Kennzahlen sind statistische Hilfsmittel, um die Entwicklung eines Tauschrings einschätzen und verschiedene Tauschringe miteinander vergleichen zu können.

Mitgliedschaft im Tauschring

Die Anzahl der Mitglieder ist die üblichste Kennzahl, um die Größe eines Tauschrings anzugeben. Über die Zahl der Ein- und Austritte in einem bestimmten Zeitraum lässt sich die Beständigkeit in einem Tauschring abschätzen.

Alterspyramide

Wenn der Tauschring entsprechende Daten bei der Aufnahme erhebt, lässt sich die Mitgliederstruktur des Tauschrings aufschlüsseln:

  • Anteil gewerbliche Mitglieder.
  • Anteil institutionelle Mitglieder.
  • Alter und Geschlecht. Darstellung der Verteilung als Alterspyramide.
  • Geografisch, zum Beispiel Zahl der Mitglieder, die in einem bestimmten Postleitzahlbereich wohnen, oder Entfernung des Wohnorts zu den wichtigsten Treffpunkten des Tauschrings.
  • Einkommen aus Erwerbstätigkeit oder Transferleistungen
  • Fähigkeiten, etwa "Schneidern", "EDV", …
  • Interessen, etwa "Katzen", "Ehrenamtliche Jugendarbeit", …

Aktivität einzelner Mitglieder

Kontostand

Jedes Mitglied hat ein Konto. Der Kontostand gibt an, in welchem Umfang ein Mitglied gegenüber der Gemeinschaft Vorleistungen erbracht hat (positiver Kontostand, Guthaben) bzw. Leistungsversprechen eingegangen ist (negativer Kontostand, Schulden, Kredit). Je größer der Unterschied zwischen Geben und Nehmen, umso größer der Kontostand (Plus oder Minus). Ausgeglichene Konten haben den Kontostand Null.

Viele Tauschringe veröffentlichen intern regelmäßig Kontostandslisten, damit die Mitglieder die Bonität ihrer Tauschpartner beurteilen und anderen Mitglieder beim Ausgleich ihrer Konten helfen können.

Umsatz

Der Umsatz bzw. das Handelsvolumen eines Mitglieds in einem bestimmten Zeitraum gibt den Grad der Beteiligung am Tauschsystem an. Der Umsatz berechnet sich aus der Summe der erbrachten Leistungen plus der Summe der empfangenen Leistungen.

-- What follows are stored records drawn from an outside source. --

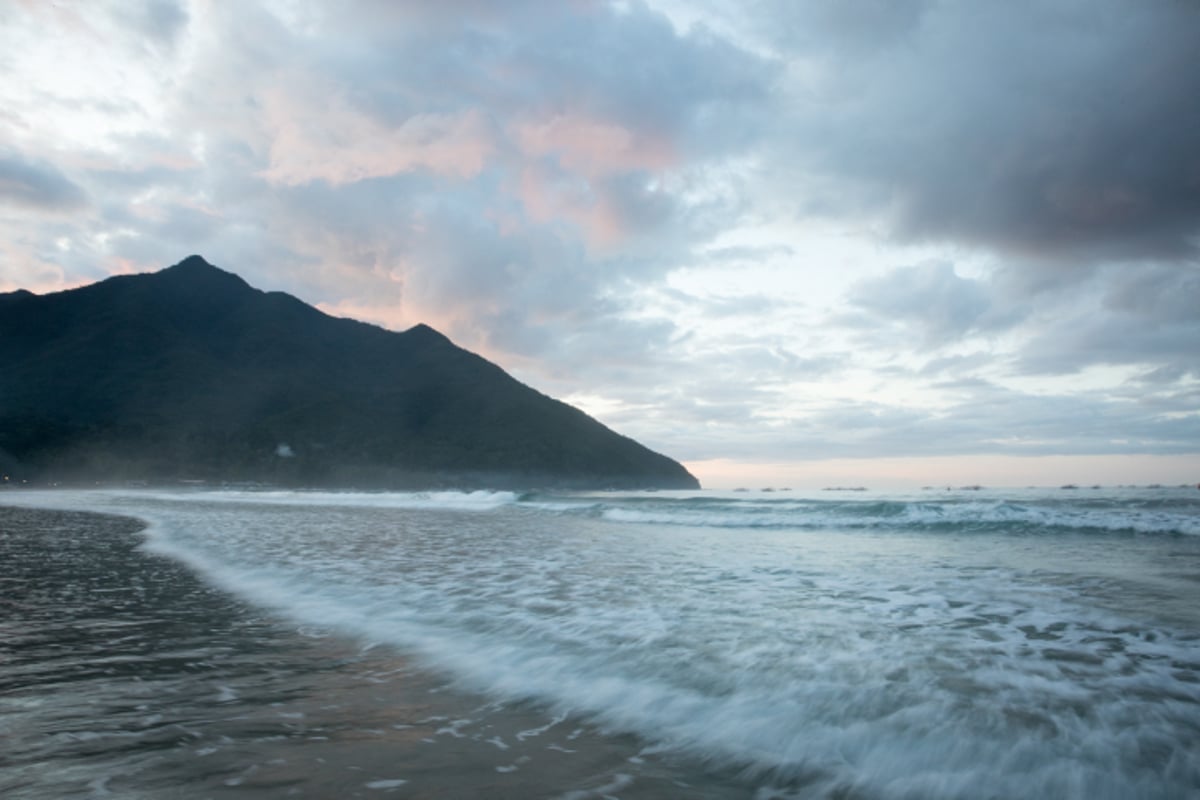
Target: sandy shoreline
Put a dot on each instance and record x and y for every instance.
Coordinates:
(253, 707)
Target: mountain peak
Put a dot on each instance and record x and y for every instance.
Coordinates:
(195, 269)
(191, 373)
(193, 263)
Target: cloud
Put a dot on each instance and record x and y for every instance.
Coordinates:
(766, 229)
(933, 299)
(37, 184)
(1053, 131)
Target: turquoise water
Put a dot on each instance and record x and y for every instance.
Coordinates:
(936, 644)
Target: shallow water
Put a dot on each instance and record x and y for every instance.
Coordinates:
(928, 645)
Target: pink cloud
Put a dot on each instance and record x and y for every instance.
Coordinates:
(316, 134)
(594, 146)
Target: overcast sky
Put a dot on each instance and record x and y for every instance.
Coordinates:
(876, 241)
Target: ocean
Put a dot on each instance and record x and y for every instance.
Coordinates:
(203, 643)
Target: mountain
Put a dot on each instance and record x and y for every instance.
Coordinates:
(191, 373)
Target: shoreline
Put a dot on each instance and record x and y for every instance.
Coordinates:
(261, 707)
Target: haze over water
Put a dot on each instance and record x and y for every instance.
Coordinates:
(1005, 644)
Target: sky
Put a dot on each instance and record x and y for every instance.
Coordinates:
(789, 242)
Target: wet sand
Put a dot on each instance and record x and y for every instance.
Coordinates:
(123, 675)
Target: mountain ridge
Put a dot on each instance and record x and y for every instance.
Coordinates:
(190, 373)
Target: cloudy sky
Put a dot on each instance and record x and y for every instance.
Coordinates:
(787, 242)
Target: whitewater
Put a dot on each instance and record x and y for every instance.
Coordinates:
(808, 644)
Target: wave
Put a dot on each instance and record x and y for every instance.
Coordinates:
(996, 516)
(477, 500)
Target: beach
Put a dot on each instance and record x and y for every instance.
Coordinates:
(258, 644)
(124, 675)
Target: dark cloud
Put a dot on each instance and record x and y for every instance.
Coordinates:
(37, 185)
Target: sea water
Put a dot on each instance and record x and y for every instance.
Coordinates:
(933, 644)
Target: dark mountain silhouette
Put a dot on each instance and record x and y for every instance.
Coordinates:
(191, 373)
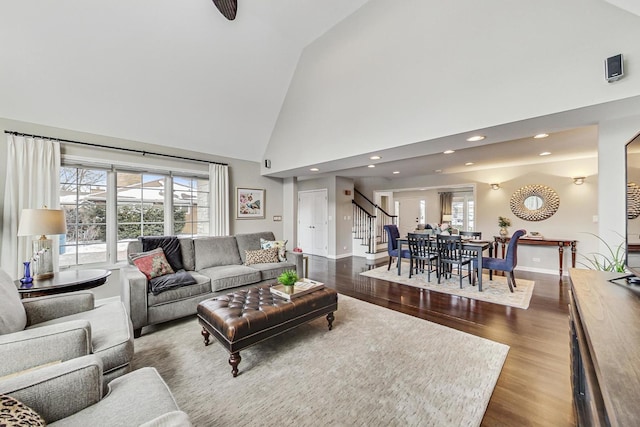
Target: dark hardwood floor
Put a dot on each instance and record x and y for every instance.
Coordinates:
(534, 387)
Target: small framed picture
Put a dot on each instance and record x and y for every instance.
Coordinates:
(250, 203)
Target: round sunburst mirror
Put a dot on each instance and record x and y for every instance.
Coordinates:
(534, 202)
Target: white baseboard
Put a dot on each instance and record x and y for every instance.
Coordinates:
(103, 301)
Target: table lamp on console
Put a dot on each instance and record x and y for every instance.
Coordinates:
(42, 222)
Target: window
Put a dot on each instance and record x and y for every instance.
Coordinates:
(140, 203)
(463, 211)
(83, 198)
(190, 206)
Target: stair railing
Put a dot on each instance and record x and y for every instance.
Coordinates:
(363, 226)
(378, 220)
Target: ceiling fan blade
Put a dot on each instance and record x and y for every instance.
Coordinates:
(227, 7)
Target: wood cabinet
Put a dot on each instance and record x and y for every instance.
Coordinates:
(604, 321)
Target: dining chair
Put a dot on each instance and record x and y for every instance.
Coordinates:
(471, 235)
(450, 256)
(392, 244)
(422, 253)
(508, 264)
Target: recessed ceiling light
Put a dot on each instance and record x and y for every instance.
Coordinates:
(475, 138)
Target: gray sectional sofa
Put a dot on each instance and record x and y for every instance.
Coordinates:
(218, 266)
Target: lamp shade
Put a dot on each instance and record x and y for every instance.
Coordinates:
(42, 222)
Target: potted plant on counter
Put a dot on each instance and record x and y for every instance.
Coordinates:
(503, 223)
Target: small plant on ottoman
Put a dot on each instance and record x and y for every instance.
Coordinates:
(288, 278)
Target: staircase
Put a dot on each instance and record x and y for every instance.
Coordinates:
(369, 238)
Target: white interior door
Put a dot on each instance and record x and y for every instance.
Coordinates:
(408, 215)
(312, 222)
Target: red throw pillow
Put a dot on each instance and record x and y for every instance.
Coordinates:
(152, 263)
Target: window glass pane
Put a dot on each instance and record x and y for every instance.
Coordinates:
(140, 207)
(82, 197)
(190, 206)
(128, 232)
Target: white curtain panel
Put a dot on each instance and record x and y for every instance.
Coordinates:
(219, 179)
(32, 181)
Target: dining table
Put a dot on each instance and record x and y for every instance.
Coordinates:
(476, 246)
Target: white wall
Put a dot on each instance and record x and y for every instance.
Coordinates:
(241, 173)
(391, 75)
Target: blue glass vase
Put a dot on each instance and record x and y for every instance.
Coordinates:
(27, 279)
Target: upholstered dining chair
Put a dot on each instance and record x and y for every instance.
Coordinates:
(450, 256)
(422, 253)
(508, 264)
(392, 244)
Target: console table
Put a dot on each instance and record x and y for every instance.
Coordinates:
(604, 320)
(64, 281)
(559, 243)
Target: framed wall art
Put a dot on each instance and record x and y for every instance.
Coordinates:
(250, 203)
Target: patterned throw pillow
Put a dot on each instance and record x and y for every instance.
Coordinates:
(280, 244)
(261, 256)
(16, 413)
(152, 263)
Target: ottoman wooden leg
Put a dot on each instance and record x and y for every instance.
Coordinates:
(330, 320)
(206, 335)
(234, 361)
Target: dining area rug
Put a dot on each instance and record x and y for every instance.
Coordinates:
(495, 291)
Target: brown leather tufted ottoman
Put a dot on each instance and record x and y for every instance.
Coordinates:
(243, 318)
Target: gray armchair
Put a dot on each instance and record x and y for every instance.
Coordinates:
(37, 331)
(70, 394)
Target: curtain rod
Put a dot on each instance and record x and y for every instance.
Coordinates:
(131, 150)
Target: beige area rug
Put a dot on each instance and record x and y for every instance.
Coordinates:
(376, 367)
(495, 291)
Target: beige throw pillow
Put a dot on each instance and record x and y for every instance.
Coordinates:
(261, 256)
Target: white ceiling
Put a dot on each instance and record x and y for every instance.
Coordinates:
(177, 73)
(167, 72)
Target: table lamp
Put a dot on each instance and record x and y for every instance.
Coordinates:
(40, 222)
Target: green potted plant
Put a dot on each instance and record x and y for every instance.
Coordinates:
(503, 223)
(288, 278)
(614, 260)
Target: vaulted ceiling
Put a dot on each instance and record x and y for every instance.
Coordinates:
(180, 74)
(158, 71)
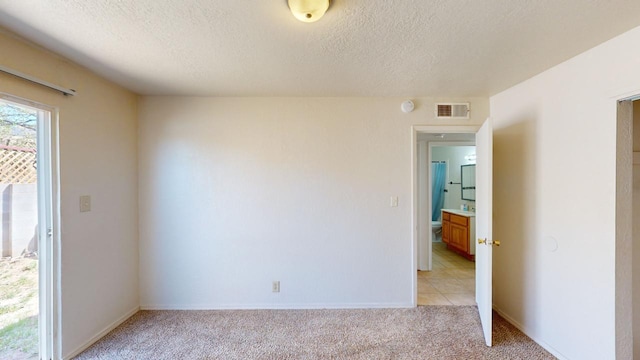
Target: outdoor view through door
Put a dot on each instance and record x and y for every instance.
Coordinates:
(21, 251)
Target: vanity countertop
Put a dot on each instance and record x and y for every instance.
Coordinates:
(461, 212)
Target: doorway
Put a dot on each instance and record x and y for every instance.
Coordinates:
(450, 280)
(443, 277)
(635, 260)
(26, 184)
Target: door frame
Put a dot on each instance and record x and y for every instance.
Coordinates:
(427, 129)
(430, 146)
(49, 257)
(624, 344)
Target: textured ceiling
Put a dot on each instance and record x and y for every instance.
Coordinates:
(360, 48)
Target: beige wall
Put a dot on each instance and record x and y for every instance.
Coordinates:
(98, 157)
(636, 125)
(238, 192)
(556, 274)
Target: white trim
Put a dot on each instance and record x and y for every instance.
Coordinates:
(102, 333)
(519, 326)
(264, 306)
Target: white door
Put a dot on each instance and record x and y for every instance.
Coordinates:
(484, 208)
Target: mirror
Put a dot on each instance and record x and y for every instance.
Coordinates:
(468, 180)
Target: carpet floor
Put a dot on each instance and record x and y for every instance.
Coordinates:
(429, 332)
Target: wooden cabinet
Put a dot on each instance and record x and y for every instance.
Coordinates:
(458, 232)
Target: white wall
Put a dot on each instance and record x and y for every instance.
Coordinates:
(455, 157)
(238, 192)
(98, 157)
(555, 200)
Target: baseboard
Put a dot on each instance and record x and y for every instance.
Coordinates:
(102, 333)
(275, 306)
(519, 326)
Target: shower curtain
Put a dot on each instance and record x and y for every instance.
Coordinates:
(438, 177)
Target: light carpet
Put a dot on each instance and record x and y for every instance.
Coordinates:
(429, 332)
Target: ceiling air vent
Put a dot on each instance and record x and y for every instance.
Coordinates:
(452, 110)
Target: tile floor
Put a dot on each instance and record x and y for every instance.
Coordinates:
(451, 282)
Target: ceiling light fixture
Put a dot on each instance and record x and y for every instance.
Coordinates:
(308, 10)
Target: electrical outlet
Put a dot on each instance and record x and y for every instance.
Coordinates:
(85, 203)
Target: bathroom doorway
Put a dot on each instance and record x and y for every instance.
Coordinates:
(445, 276)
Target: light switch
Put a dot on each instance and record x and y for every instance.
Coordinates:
(394, 201)
(85, 203)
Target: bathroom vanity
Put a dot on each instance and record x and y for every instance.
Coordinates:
(459, 231)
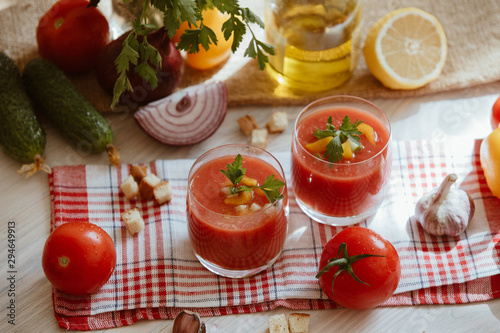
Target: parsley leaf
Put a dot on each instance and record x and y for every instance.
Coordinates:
(271, 187)
(174, 13)
(345, 131)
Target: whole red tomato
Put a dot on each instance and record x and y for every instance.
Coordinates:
(72, 35)
(495, 114)
(78, 258)
(375, 265)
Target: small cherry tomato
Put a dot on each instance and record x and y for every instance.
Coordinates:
(71, 35)
(78, 258)
(369, 268)
(495, 114)
(216, 54)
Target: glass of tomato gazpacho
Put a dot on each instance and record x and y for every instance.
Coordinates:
(341, 159)
(237, 210)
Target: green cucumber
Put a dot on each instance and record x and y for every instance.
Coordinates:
(71, 112)
(21, 135)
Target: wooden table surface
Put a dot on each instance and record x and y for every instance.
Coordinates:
(448, 115)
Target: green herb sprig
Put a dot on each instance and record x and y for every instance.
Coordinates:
(175, 12)
(235, 172)
(345, 131)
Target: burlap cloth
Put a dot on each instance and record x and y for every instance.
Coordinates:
(472, 29)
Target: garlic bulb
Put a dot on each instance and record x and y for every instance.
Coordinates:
(445, 210)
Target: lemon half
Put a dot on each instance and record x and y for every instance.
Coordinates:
(406, 49)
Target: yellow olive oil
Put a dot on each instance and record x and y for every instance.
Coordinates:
(316, 43)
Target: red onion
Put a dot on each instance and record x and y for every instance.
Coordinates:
(186, 117)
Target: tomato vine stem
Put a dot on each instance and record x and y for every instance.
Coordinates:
(344, 263)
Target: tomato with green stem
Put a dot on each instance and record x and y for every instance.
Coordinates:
(359, 269)
(216, 54)
(78, 258)
(71, 35)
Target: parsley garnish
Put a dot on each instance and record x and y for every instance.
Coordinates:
(174, 13)
(345, 131)
(235, 172)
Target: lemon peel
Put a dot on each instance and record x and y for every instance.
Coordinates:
(406, 49)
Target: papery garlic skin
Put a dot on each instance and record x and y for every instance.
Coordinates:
(445, 210)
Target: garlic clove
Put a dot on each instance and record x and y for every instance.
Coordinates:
(445, 210)
(187, 322)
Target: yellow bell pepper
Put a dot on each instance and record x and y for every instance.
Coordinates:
(489, 154)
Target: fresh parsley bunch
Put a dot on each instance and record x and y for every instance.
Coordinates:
(235, 172)
(147, 58)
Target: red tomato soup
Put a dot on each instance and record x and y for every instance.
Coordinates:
(225, 236)
(350, 187)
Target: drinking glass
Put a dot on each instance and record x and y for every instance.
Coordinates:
(226, 243)
(346, 192)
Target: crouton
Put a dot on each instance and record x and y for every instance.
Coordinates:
(247, 124)
(298, 322)
(138, 172)
(133, 220)
(277, 123)
(278, 324)
(259, 138)
(163, 192)
(130, 187)
(147, 185)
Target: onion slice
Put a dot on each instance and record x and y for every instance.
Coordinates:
(186, 117)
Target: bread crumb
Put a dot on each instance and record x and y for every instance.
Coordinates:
(278, 324)
(163, 192)
(247, 124)
(298, 322)
(259, 138)
(130, 187)
(147, 185)
(133, 220)
(138, 172)
(277, 123)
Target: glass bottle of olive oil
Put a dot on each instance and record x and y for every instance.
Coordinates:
(317, 42)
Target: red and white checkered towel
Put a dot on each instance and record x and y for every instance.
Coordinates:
(157, 274)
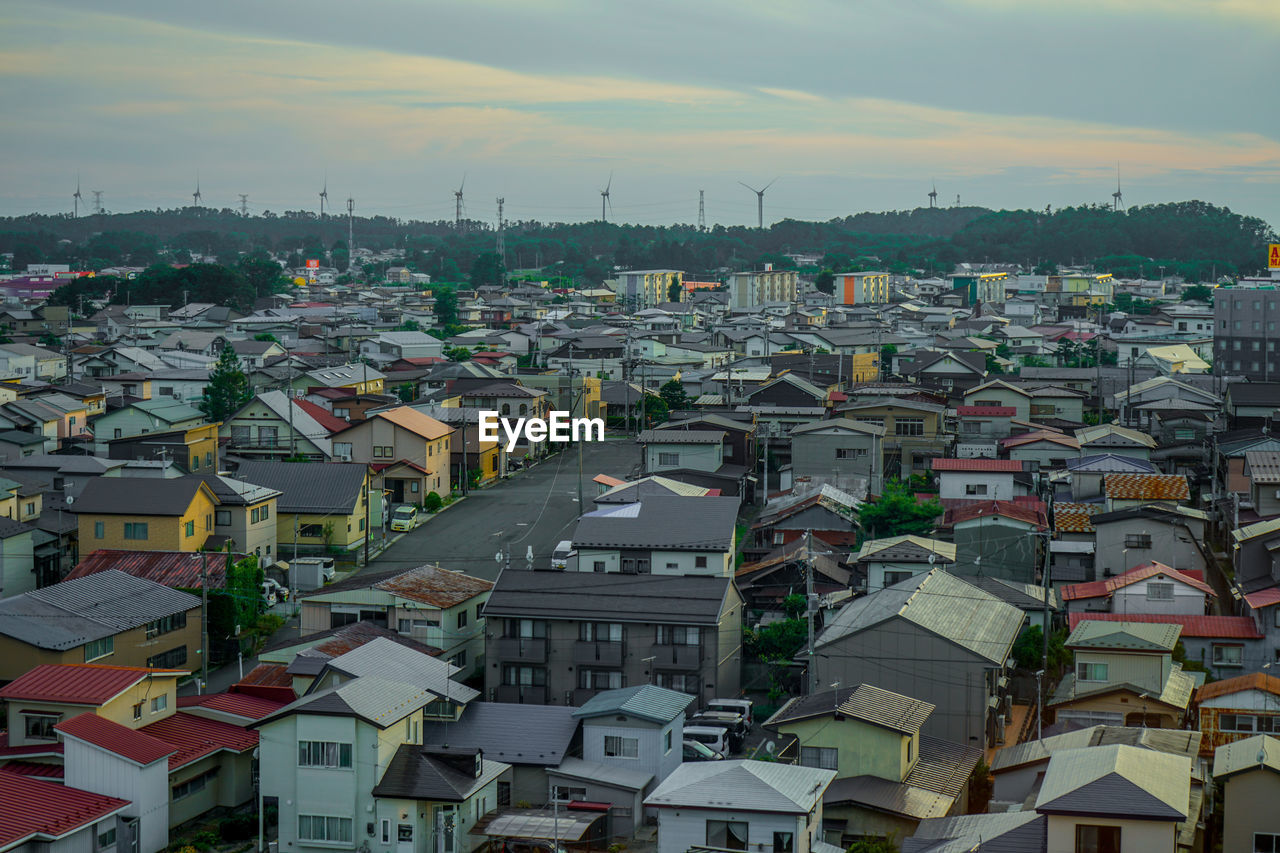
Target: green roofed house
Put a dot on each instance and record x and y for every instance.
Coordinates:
(1124, 674)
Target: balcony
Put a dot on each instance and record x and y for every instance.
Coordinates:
(598, 653)
(521, 694)
(524, 649)
(681, 657)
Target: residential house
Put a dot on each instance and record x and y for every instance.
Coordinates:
(273, 425)
(888, 776)
(146, 514)
(913, 639)
(408, 452)
(741, 806)
(1247, 774)
(434, 606)
(1237, 708)
(1124, 674)
(561, 638)
(144, 624)
(631, 742)
(323, 507)
(840, 450)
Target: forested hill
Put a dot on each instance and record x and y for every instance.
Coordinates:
(1192, 238)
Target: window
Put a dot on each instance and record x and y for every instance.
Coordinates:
(169, 660)
(599, 632)
(821, 757)
(40, 726)
(324, 753)
(679, 635)
(319, 828)
(1228, 655)
(1097, 839)
(599, 679)
(727, 835)
(99, 648)
(909, 427)
(617, 747)
(1091, 671)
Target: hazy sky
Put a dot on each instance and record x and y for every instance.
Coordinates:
(851, 104)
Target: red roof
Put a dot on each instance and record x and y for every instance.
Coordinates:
(241, 705)
(323, 415)
(995, 411)
(1104, 588)
(77, 683)
(31, 808)
(1203, 626)
(114, 738)
(177, 569)
(193, 737)
(1001, 465)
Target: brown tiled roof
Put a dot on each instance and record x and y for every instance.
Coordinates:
(1147, 487)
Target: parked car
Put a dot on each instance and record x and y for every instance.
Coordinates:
(405, 518)
(698, 751)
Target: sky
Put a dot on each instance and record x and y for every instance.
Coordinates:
(845, 105)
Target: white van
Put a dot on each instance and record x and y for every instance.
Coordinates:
(563, 555)
(712, 737)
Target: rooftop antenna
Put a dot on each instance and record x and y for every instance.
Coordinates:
(457, 203)
(759, 201)
(606, 200)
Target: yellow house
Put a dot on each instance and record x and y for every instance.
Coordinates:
(145, 514)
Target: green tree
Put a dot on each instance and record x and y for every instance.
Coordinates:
(228, 388)
(897, 512)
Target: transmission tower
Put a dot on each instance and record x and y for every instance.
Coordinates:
(502, 235)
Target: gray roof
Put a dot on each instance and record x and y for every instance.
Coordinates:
(415, 772)
(664, 523)
(1119, 780)
(309, 487)
(645, 701)
(743, 785)
(383, 658)
(673, 600)
(517, 734)
(74, 612)
(940, 603)
(137, 496)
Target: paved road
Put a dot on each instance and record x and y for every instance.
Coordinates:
(534, 509)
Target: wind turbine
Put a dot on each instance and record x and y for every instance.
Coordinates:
(457, 199)
(759, 200)
(606, 200)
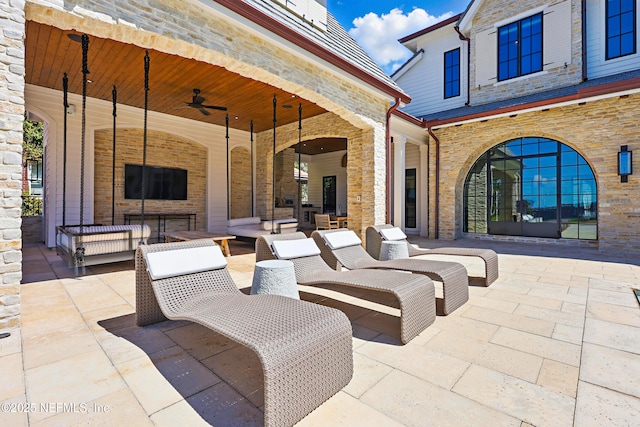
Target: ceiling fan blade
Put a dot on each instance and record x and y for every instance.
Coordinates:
(215, 107)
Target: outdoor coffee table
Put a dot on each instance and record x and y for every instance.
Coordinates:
(223, 241)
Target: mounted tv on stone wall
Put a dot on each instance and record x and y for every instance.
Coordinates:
(160, 184)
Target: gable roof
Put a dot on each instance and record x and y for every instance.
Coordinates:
(334, 45)
(467, 15)
(430, 29)
(603, 86)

Beispiel: Fred hat im vergangenen Jahr 5 Stunden bei Anna den Rasen mähen und 6 Stunden bei Bob die Fenster geputzt, Carla hat 8 Stunden Freds Hund spazieren geführt, Dieter half Fred 1 Stunde beim Aufbau eines Bücherregals. Dann beträgt Freds Tauschumsatz im vergangenen Jahr 5 + 6 + 8 + 1 = 20 Stunden.

Der Umsatz gibt nur an, im welchem Umfang sich das Mitglied an Tauschaktivitäten beteiligt hat. Ob es dabei mehr geleistet oder mehr empfangen hat, zeigt sich an der Veränderung des Kontostands. Beispiel: Fred hat im vergangenen Jahr 5 + 6 = 11 Stunden für Andere gearbeitet und von Anderen 8 + 1 = 9 Stunden an Leistungen empfangen. Sein Kontostand hat sich um 11 - 9 = 2 Stunden erhöht.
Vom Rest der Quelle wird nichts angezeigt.